CLI-Universe: Towards Verifiable Task Synthesis Engine for Terminal Agents

Published on Jun 22

· Submitted by

Jiaheng Liu on Jun 23

NJU-LINK Lab

Upvote

Authors:

Minghao Liu ,

Abstract

A principled synthesis engine generates high-quality terminal-agent tasks through multi-dimensional capability taxonomy and evidence-guided research, creating a distilled dataset that enables significant performance gains in LLM training.
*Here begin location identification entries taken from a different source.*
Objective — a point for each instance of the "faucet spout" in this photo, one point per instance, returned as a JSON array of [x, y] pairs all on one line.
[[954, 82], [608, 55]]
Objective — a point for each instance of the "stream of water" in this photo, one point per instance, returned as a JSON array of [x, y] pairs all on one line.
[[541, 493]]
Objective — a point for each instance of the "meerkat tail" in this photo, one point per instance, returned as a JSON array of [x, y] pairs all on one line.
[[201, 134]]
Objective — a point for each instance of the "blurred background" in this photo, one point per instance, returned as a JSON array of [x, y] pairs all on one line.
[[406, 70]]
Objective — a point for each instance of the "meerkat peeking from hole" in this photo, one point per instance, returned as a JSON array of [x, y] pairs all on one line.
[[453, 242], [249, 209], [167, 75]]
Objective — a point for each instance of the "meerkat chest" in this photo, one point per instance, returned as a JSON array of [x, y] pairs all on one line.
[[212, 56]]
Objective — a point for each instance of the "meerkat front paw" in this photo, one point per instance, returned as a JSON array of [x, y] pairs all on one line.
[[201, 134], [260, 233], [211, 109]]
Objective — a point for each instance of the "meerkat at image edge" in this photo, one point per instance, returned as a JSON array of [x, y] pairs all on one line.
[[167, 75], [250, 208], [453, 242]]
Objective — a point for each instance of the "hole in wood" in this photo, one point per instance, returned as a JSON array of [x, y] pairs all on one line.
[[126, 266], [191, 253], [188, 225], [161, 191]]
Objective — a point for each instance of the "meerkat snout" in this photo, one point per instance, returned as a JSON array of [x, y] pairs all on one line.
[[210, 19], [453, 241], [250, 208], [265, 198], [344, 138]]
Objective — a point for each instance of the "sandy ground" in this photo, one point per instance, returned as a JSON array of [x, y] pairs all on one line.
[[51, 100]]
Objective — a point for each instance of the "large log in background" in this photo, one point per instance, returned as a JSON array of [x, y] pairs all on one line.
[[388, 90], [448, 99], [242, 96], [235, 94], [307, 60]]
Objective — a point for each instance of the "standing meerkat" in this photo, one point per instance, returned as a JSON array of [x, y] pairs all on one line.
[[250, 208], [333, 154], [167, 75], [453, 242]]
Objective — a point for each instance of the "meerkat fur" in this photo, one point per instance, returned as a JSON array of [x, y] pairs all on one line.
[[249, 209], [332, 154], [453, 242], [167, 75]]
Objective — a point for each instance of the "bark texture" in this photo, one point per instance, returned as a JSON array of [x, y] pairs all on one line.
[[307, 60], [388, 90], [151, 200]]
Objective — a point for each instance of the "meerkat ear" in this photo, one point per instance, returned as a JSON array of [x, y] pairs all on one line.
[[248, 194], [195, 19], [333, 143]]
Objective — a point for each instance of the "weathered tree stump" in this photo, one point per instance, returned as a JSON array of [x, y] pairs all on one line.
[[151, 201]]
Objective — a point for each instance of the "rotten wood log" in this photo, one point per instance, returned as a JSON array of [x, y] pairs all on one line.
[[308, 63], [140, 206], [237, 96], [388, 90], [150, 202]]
Generated by Qwen/Qwen2.5-Coder-32B-Instruct

While recent LLM-based terminal agents have demonstrated promising capabilities, the scarcity of high-quality, executable training data remains a critical bottleneck. Existing synthesis pipelines typically scale by retrofitting surface-level artifacts into tasks, frequently yielding ambiguous instructions, shallow execution paths, and brittle tests that provide weak learning signals. To overcome this, we introduce CLI-Universe, a principled synthesis engine that constructs terminal-agent tasks. CLI-Universe generates candidate tasks by sampling combinations across a multi-dimensional capability taxonomy (domain, skill type, capability, and engineering pillar), then grounds each candidate through evidence-guided deep research over real-world technical materials. To ensure rigorous supervision, validated blueprints are instantiated into Dockerized environments and subjected to a multi-stage executable verification pipeline featuring rubric-gated test construction, hint-conditional filtering, and strict fail-to-pass checking. Across the full pipeline, from candidate generation to verification, approximately two-thirds of candidates are discarded, retaining only those that are genuine, verifiable, and non-trivially challenging. To validate our framework, we instantiate a highly distilled dataset of 6,000 trajectories called CLI-Universe-6K. Remarkably, fine-tuning Qwen3-32B on CLI-Universe-6K achieves 33.4% on Terminal-Bench 2.0. This sets a new state-of-the-art for models trained on open-source data at or below 32B parameters, and outperforms several models an order of magnitude larger, demonstrating the profound data efficiency of structured, high-fidelity synthesis.